Monday, September 17, 2012

Another of Those Dreams



Had trouble writing this out.
Determined to put these dreams into real words, but words just ain’t good enough. Not really. They don’t mean the same thing living it does. I didn’t live it, not really. Felt real, though. Felt more than real, felt like dying. Felt like all the horror I felt when I first had to face him down.

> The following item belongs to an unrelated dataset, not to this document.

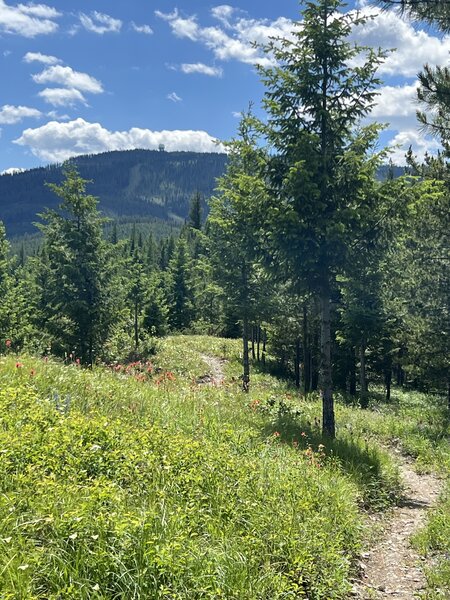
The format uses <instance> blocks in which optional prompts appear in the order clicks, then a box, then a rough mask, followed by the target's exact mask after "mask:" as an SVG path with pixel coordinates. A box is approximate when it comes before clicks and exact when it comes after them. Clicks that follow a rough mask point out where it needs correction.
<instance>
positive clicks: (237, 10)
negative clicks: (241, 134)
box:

Dream last night, I was alone. Don’t know what happened. Why Curtis and DM weren’t around. Watched me leadin’ Windmill away, well outside a campground. Probably past midnight. Looked as awful as I feel now. No sleep, more scars. Deeper ones, on my face, didn’t even look like tattoos no more. Can’t tell if that’s just ‘cause of the dark shadows under my eyes, or if they’re honest-to-god ripped open more.
As I’m walking, I start hearing a rustling. Too loud, more than just footsteps in grass. Sounds like something else, and I couldn’t tell what. The me in the dream couldn’t tell, neither. I stop walking, keep my grip on Windmill’s reins, and look behind me.
And then my legs are pulled out from under me. I fall hard on the ground, and I’m being dragged so fast. Don’t have time to let the reins go, and they catch around my wrist. Windmill’s so strong and the pull is so strong that something’s got to give, and it’s my hand. There’s this loud snap, and I’m being pulled. Dragged by a rope around my ankles.
I get pulled further from the campsite, over rocks and then, over gravel. Scratched up so bad, and I can’t even fight. I look like a toy. A fucking doll.
And it’s a doll’s doing, and I see him in the distance. Figure wearing a Stetson and a long coat.
Then the Vision is behind me – the me watching, and whispering. Tried to get me to look at her, and I saw her beautiful face, almost met her eyes.
And then I didn’t. Jerked myself awake and that was the end of it. Couldn’t fall back asleep.
This is killing me.
Not damn near as much as it’ll kill me if that sonofabitch is still alive.